In un momento storico in cui tutto sembra dettato dall’avanzamento tecnologico, dai dati, dai numeri, viene a galla anche nelle aziende un grande bisogno: rimettere al centro di tutto il pensiero umano, i suoi interrogativi, le sue riflessioni più profonde.
Nuove tecnologie come l’Intelligenza Artificiale ci mettono davanti a problemi etici, ma non è solo questo: nella complessità del mondo odierno, delle sue evoluzioni e dei suoi problemi, riprendere il bandolo della matassa non è semplice e riporta alla ribalta domande antiche quanto l’uomo ‘chi sono? dove vado? che ruolo ho nel mondo?’ . Come si traduce questo in un contesto lavorativo e aziendale?
Andrew Taggart, PhD in filosofia e oggi uno dei più noti practical philosopher della Silicon Valley (consulente per aziende come Google, Facebook, Twitter e varie altre società tecnologiche e startup) invita i manager aziendali a cambiare prospettiva, andare oltre “la problematizzazione della realtà”. A suo parere non si può ridurre tutta l’attività aziendale a problemi da risolvere.
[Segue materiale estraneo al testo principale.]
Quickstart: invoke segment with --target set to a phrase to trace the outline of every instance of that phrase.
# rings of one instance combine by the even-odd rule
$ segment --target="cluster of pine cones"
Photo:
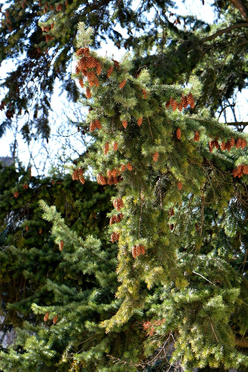
[[[228,141],[226,142],[222,141],[219,147],[222,150],[227,150],[228,151],[230,151],[232,147],[233,147],[234,146],[236,146],[236,148],[241,147],[243,149],[247,146],[247,143],[245,140],[239,138],[235,141],[233,137],[232,137],[229,141]],[[218,139],[216,138],[215,140],[211,140],[209,141],[209,147],[210,153],[212,152],[214,147],[218,150],[219,147]]]
[[[138,244],[137,246],[134,246],[132,248],[132,254],[134,258],[136,258],[140,254],[143,255],[146,253],[145,247],[144,246]]]
[[[112,232],[111,234],[111,242],[114,243],[115,240],[118,240],[120,238],[120,234],[119,232]]]
[[[72,178],[74,181],[79,180],[81,183],[83,185],[85,182],[85,180],[84,177],[84,169],[82,168],[80,168],[79,169],[74,169],[72,173]]]
[[[89,124],[89,130],[90,132],[93,132],[95,129],[101,129],[102,125],[99,119],[96,119]]]
[[[171,106],[173,111],[175,111],[177,108],[178,109],[179,111],[181,111],[183,108],[186,109],[189,105],[192,109],[193,109],[195,107],[195,100],[191,93],[189,93],[187,96],[181,94],[181,101],[179,103],[171,97],[169,100],[166,103],[165,107],[167,109],[169,109],[170,106]]]
[[[99,81],[96,73],[99,76],[102,71],[102,65],[100,62],[97,58],[90,55],[89,49],[88,47],[80,48],[77,51],[76,55],[79,56],[84,55],[84,56],[81,57],[76,66],[76,73],[78,74],[81,72],[87,78],[90,87],[99,86]],[[84,84],[82,78],[79,79],[79,83],[83,88]],[[86,97],[87,98],[91,97],[90,89],[88,87],[86,89]]]
[[[244,164],[239,164],[236,168],[234,169],[232,173],[234,177],[238,177],[240,178],[244,174],[248,174],[248,165]]]
[[[113,224],[118,224],[121,222],[121,220],[124,217],[123,213],[118,213],[118,214],[113,214],[110,217],[110,225],[111,226]]]
[[[123,178],[120,175],[121,172],[124,172],[126,169],[131,171],[133,167],[128,161],[125,165],[123,164],[118,168],[114,168],[112,170],[107,171],[107,177],[105,177],[102,174],[98,174],[97,176],[97,182],[101,185],[117,185],[118,182],[123,180]]]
Invece di chiedersi “Come posso fare a ottenere maggiore successo?” bisogna domandarsi: “Perché devo raggiungere il successo?”. Quattro mesi fa Taggart ha fondato Askhole, una società per aiutare gli innovatori e gli esperti di nuove tecnologie ad andare oltre la questione della scalabilità e della crescita per rispondere a domande sugli scopi finali e sulle responsabilità relativi alle loro attività. E’ un cambio di prospettiva radicale per un’azienda e per tutti quelli che fanno impresa.
Una prospettiva che ridefinisce il valore che sviluppa un’azienda, il suo impatto nell’economia e nella società.
In che modo, quindi, un filosofo aiuta un’impresa?
Dice un articolo di Startupbusiness dedicato a questa nuova figura: ‘Il pensiero filosofico l’arma che può aiutare le imprese, soprattutto quelle innovative, a coniugare le opportunità di business con i valori aziendali, implementando codici etici nell’organizzazione aziendale o lavorando agli obiettivi di responsabilità sociale d’impresa. I filosofi in azienda aiutano leader e manager a interrogarsi sul ruolo che giocano i propri prodotti e servizi rispetto al quadro globale, per capire non solo se qualcosa può o meno avere senso o funzionare sul mercato ma anche se ce ne sia o meno il bisogno.’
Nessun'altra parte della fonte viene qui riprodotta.